Novel Revision in a Month: Progress Report


Today I finally reached last Friday’s goal (Yes, that is LAST Friday you read) of revising through page 50 of The Swallow’s Spring (my latest title for my novel). I stopped working to make dinner after page 59.

Since November 1, I have revised a total of 59 pages and written 7 new pages.

Why seven new pages? It was rather a new experience for me. When I submit folktales I am often asked to cut the manuscript length, once by nearly 20%. So why am I adding pages to The Swallow’s Spring?

When I did a quick read through to prepare for revision back in October, I realized there were two things not yet developed properly in the novel—the subplot, and the main character’s relationship with several family members.

So, last Friday I wrote a temper tantrum (worse than a two-year-old denied her free cookie in the grocery store) for the main character’s mother.
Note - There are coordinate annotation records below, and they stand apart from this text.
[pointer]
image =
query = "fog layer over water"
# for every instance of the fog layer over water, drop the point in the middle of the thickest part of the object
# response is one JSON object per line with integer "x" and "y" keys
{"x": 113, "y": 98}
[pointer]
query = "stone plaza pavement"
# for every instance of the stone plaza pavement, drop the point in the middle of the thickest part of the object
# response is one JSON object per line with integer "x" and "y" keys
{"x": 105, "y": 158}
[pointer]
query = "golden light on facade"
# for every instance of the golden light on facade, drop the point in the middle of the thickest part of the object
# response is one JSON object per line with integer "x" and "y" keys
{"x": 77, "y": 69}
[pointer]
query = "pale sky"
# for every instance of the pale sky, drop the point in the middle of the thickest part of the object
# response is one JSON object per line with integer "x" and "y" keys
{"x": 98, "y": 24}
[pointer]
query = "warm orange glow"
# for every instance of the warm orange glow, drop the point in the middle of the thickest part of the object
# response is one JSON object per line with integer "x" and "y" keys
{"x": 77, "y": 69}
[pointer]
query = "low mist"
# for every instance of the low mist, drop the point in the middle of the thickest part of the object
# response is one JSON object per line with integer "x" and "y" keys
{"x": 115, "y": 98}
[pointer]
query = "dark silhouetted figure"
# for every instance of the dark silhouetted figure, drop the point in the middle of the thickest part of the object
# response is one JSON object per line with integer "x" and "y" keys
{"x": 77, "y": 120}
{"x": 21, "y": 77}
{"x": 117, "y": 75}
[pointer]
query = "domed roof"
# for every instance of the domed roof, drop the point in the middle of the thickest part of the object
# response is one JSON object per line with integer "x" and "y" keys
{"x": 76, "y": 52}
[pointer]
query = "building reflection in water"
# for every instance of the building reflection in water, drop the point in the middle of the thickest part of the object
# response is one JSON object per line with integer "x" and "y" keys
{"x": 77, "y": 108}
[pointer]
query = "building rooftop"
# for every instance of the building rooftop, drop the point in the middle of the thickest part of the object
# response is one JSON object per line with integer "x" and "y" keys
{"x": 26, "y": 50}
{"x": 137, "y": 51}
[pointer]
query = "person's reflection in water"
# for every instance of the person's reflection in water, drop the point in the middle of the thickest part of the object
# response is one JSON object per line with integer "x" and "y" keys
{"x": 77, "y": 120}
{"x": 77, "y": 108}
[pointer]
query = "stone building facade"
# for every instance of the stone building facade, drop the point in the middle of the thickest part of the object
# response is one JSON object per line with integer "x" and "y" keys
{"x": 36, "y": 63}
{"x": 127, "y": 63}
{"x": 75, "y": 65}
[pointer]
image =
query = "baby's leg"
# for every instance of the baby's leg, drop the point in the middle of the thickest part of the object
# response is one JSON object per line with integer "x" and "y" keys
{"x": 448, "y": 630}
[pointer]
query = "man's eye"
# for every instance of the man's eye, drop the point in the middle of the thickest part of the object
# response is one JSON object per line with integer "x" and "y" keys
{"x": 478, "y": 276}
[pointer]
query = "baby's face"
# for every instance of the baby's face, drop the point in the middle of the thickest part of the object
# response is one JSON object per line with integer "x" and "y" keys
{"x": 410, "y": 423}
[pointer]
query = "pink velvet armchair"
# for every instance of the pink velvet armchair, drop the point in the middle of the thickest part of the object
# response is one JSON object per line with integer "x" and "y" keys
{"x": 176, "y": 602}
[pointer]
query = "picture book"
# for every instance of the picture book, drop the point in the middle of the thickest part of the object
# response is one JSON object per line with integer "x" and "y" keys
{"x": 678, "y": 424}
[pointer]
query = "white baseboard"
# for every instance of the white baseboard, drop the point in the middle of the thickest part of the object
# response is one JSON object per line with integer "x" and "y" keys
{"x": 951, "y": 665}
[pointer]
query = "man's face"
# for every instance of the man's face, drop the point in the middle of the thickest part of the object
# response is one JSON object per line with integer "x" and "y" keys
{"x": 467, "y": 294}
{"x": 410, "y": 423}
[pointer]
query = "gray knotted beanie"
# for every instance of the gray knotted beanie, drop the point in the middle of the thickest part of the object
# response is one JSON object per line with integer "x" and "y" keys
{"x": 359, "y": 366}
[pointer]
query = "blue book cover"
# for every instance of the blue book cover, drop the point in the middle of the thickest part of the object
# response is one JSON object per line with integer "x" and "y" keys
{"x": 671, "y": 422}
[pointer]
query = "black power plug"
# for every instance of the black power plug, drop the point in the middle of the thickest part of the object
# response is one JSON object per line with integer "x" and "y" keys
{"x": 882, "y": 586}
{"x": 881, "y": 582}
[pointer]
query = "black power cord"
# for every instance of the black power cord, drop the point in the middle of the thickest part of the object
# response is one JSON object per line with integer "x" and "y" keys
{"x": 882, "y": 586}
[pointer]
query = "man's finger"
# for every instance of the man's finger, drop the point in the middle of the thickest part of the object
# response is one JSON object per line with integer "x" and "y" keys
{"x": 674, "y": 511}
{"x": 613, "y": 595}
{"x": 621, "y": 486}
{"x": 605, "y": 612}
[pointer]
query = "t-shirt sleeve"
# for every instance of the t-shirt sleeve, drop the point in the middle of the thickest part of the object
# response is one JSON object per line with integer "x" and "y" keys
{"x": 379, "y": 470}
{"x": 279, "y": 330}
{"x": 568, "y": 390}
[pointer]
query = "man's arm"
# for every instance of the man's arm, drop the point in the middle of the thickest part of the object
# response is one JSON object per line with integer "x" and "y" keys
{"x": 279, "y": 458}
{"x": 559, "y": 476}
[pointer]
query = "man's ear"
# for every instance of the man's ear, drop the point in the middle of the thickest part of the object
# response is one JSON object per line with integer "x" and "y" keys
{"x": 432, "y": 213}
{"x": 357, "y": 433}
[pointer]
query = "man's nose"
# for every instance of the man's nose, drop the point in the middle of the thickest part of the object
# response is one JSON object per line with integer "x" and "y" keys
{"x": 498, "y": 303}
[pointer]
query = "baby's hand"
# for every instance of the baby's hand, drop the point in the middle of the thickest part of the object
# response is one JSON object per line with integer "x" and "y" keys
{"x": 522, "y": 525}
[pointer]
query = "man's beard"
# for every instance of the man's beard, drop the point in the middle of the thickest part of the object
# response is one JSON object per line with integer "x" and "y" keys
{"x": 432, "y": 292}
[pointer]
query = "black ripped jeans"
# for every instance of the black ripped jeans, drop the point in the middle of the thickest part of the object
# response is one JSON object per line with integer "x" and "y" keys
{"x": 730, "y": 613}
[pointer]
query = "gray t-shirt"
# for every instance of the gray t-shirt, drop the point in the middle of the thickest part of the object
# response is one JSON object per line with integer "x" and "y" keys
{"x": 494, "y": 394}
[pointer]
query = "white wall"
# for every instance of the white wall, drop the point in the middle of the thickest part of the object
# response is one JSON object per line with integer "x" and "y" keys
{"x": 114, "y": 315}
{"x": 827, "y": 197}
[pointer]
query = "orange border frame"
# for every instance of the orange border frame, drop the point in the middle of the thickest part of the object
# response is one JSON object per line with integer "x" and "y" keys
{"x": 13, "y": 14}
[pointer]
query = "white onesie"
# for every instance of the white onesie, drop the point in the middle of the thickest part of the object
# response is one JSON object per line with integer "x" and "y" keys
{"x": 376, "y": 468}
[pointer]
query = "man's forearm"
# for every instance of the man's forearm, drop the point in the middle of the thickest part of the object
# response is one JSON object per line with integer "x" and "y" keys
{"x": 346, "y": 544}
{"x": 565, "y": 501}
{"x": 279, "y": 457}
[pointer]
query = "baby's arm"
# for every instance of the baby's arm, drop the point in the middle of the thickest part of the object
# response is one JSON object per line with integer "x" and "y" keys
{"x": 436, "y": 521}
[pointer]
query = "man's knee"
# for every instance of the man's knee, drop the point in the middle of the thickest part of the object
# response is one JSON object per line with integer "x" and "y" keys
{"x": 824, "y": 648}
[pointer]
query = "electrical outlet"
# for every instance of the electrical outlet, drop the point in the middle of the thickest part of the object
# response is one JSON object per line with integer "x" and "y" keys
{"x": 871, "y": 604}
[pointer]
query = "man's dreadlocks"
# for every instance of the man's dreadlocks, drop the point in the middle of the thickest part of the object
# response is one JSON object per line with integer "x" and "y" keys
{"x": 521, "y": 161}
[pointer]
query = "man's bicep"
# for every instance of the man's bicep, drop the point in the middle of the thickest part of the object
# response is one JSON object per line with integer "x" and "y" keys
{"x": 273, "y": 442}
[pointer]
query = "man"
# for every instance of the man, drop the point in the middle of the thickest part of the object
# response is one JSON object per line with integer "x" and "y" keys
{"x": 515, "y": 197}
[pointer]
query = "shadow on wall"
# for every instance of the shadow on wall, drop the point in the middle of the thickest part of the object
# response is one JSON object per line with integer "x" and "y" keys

It was fun. Things got thrown (on paper, not in my house). There was much shrieking and wailing. Oh, and did I mention my heroine got slapped? Now it may be more apparent why she is such a goody-two-shoes peacekeeper and wants more than anything to control her own life. I also got to arrange a medieval Irish funeral for her Uncle (the research for that is what kept me up until midnight on November 1).

Now, the rushed through first quarter of the novel does not feel so rushed through anymore.

Next Wednesday: I’ll report my progress and share my main mission in this revision.


Reviser’s Block

I have never had to deal with writer’s block. My problem usually is too many ideas and not enough time. So imagine my surprise when it finally occurred to me I’ve been wallowing in reviser’s block for almost a month and a half!

I finally had to face this unpleasant fact square in the eye when I nearly committed to doing NaNoWriMo (National Novel Written in a Month—held annually in November.)

At the retreat I attended earlier this month, a friend commented that the novel she’s finishing revisions on was written last November during NaNoWriMo. She loved the experience. She found the procedure freeing—just write and write fast—and is considering doing it again this year.

Wow, I thought, I’d like to write something new.

I told her I wanted to do it and then came home…to my novel I need to do one more revision on before I send it back to an editor who was interested in a second look.

For another week or so I toyed with the idea of both writing a new novel and revising the other—ha, ha, ha! However, I did eventually come to my senses.

And then I felt SO GUILTY. How could I not do NaNoWriMo? How could I let my friend down?

And then, last week, the solution presented itself as I was praying. I will do my own NaNoReviseMo! I can still set and meet daily and weekly quotas, my friend and I can still encourage each other, and best of all, by December 1, I’ll have revised my novel.

Granted I won’t be able to work fast and free. However with discipline, making the revisions I need to make in a month is doable.

And then I’ll truly be free to invest myself in the next exciting project!